While CSPOA says its mission is to defend the U.S. Constitution — presumably from the Federal government — the group’s founder, Richard Mack, said he created it to challenge aspects of the Brady Bill, which instituted federal background checks on firearm purchases, when it was signed into law by President Bill Clinton in the early 90s.
According to the CSPOA’s website, there are currently more than 450 sheriffs across the country that have publicly stated they will not enforce unconstitutional gun laws. And although gun rights are at the center of the debate, Old Monroe Police Chief Larry Kirk, who lobbied the event, explained that the message is about much more than that. He said that he wants law enforcement officials, as well as all citizens, to pay more attention to Constitutional issues.
“Whether it is gun rights or your property rights or your personal rights, no one right is greater than any of the rest of them. So if you are going to allow one person’s rights to be violated in one regards then you shouldn’t expect your rights to be protected,” he said.
One could argue that the law enforcement community is divided on the issue of gun control, however, in that same breath one can confidently say that sheriff’s are more likely to support gun rights.

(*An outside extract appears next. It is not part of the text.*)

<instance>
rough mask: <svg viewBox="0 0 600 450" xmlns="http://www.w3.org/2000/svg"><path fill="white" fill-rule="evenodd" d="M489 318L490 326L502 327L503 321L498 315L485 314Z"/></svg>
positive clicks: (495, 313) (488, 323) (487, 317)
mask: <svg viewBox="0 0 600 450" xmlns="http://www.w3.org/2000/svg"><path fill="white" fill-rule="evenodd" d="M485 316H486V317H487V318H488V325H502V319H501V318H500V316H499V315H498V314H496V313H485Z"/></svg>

Clarke, the three-time elected sheriff, was thrust into the national spotlight in January because he publicly advocated for gun ownership over gun control, and he subsequently garnered praise from the gun rights community and criticism by gun control advocates (most notably CNN talk show host Piers Morgan).
However, national attention, whether it be positive or negative, hasn’t prevented other law enforcement officials from speaking out on the issue.
Just last month Indiana’s Elkhart County Sheriff Bradley Rogers pledged to uphold his oath of office and not allow laws to be enforced in his county that he finds unconstitutional. While some argue that he has the responsibility to uphold Federal laws, he states that his oath is to uphold the United States Constitution.
Boone County Sheriff Ken Campbell, also in Indiana, made a series of PSAs debunking “assault rifles” and comparing 30-round “high capacity” magazines with 10-rounders.
Also last month, Austin Police Chief Art Acevedo came out in support of “closing the gun show loophole”, and got in trouble for getting in a heated debate on Twitter about the matter.
Of course, we should take what these officials say seriously, as they are presumably experts in their field, but how much should we value their opinion when it comes to shaping public policy? What are your thoughts?